A Fuzzy Matching file is a set of guidelines for how the system will sort the data. A good example would be cleaning patent assignee names. Often there will be many different entries for the same company, such as General Motors, Gen Motors Corp, or GM Corp. The matching file helps the system determine that all three entries, while different, all represent the same company, and thus they should be grouped together. The same principal applies for all fields that need to be cleaned, although slightly different fuzzy logic is used for each data field. The file that best matches the type of data to be cleaned should be selected (for example, “Organization Names.fuz” would be an appropriate choice when cleaning assignees, and “Person Names.fuz” could be selected to clean inventor names).
Once the cleanup has been processed by VantagePoint, a list confirmation is displayed. In the figure below, the display shows the details behind how the system cleaned the list for assignee names. Variations of a company name are grouped together and one common name is assigned for those records. Users can manipulate this list and make changes. Finally, as a result of the list cleanup, the matches can be saved as a thesaurus that can be used later.
The cleaned list becomes a new field within VantagePoint. A sample cleaned list is shown below. This example shows assignees listed in order of occurrence.
The system also has two quick functions that work very similarly, Combine Duplicate Records and Remove Duplicate Records. When using either function, the user selects the fields they wish to combine or remove (the interface is the same for both functions), along with the desired matching type (either exact or fuzzy matching may be used). For those fields where fuzzy matching is desired, the user selects the Fuzzy Matching file as described above. A new dataset is created when either of these functions is performed.
Fuzzy Matching Editor
The Fuzzy Matching Editor is accessed through Tools --> Fuzzy Editor. This tool allows users to create and edit their own Fuzzy Matching files. As an example, the figure below shows the settings applied to the “Organization Names” fuzzy matching file in VantagePoint. Notice that the system uses various algorithms to clean the data, such as stemming, but also allows for outside information sources, such as a thesaurus, to be incorporated during processing. The ability to load an outside thesaurus allows analysts to use customized information that is not totally reliant on the computer algorithm.

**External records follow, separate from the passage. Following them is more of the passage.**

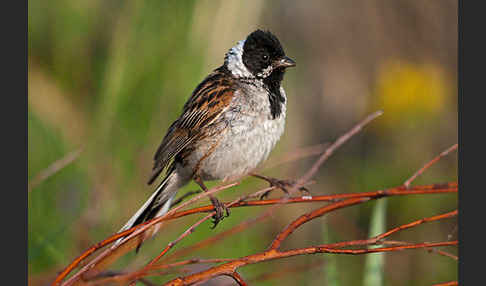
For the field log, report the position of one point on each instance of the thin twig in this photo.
(398, 191)
(273, 254)
(334, 146)
(430, 163)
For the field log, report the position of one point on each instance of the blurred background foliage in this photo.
(109, 77)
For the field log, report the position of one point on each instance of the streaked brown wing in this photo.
(208, 101)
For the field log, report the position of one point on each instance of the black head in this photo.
(263, 54)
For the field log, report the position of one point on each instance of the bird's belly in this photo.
(239, 149)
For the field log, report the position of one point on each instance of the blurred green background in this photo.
(109, 77)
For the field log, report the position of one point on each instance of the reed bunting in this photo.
(229, 125)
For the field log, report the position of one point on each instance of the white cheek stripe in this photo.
(234, 61)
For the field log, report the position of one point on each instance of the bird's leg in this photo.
(283, 185)
(219, 207)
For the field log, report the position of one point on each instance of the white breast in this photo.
(250, 135)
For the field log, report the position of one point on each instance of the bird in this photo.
(228, 126)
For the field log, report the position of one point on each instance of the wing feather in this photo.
(208, 101)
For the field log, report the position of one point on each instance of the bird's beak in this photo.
(285, 62)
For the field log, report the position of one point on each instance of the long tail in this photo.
(157, 205)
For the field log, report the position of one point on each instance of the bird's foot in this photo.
(221, 210)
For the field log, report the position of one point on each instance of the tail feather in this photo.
(157, 205)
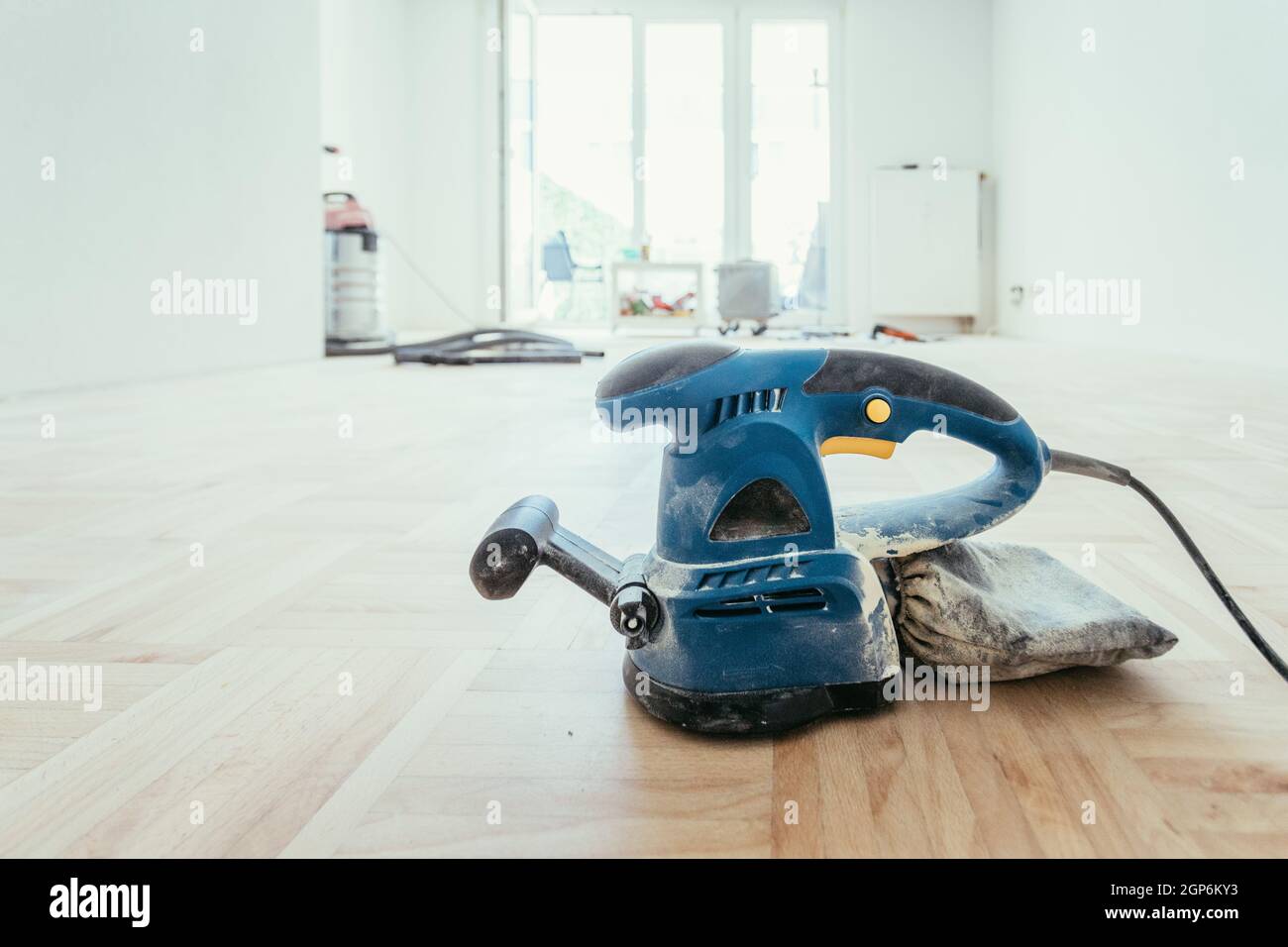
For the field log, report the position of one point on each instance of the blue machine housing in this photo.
(793, 600)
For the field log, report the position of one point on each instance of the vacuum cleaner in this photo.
(357, 322)
(759, 608)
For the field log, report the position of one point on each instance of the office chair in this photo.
(561, 266)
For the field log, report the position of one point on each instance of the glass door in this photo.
(585, 169)
(671, 134)
(790, 157)
(519, 250)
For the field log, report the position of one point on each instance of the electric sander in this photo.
(759, 608)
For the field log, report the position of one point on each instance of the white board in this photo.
(925, 243)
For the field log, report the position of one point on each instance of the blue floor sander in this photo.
(759, 608)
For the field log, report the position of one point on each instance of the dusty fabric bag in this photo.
(1012, 607)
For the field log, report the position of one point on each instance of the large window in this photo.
(790, 166)
(682, 172)
(692, 134)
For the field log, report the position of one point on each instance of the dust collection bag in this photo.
(1014, 608)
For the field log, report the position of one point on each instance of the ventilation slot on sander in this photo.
(765, 603)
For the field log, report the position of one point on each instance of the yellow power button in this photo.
(877, 410)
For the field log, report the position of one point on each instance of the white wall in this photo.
(408, 90)
(918, 86)
(1116, 163)
(406, 95)
(163, 159)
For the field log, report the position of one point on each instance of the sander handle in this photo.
(528, 535)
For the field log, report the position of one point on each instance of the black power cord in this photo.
(1063, 462)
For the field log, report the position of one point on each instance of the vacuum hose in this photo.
(1063, 462)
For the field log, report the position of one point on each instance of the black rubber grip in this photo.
(846, 371)
(660, 367)
(513, 547)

For instance, a list of common spellings of assignee names could be included, thus ensuring that commonly misspelled variants are correctly grouped together.
Furthermore, a weighted matching function can be applied, where the user assigns a weight to each word in a phrase (for example, a weight of 100 percent means the word is very important within the phrase, while a weight of 20 percent means the word is only vaguely important) before calculating the percent matching between separate records. For example, in the phrase "solar energy reactor", the weighted matching could assign the first word "solar" to receive 100 percent, the second word "energy" 20 percent, and the last word "reactor" 20 percent. The percentages do not need to add up to 100 percent, as each percentage stands alone. Thus, when the Fuzzy Matching file is applied, records containing the term "solar" would be a closer overall percentage match than records containing only the terms "energy" or "reactor".
The List Cleanup feature is strong enough for new users to get started with VantagePoint right away, however its true value will appear in time as the user becomes acquainted with the system. Over time users will be able to make improvements to the Fuzzy Matching files, including adding more relevant Thesaurus entries, "ignore" lists and so forth, to customize the feature. Essentially, each time a list clean occurs, some data can be saved that will improve the results should a similar data set be analyzed in the future.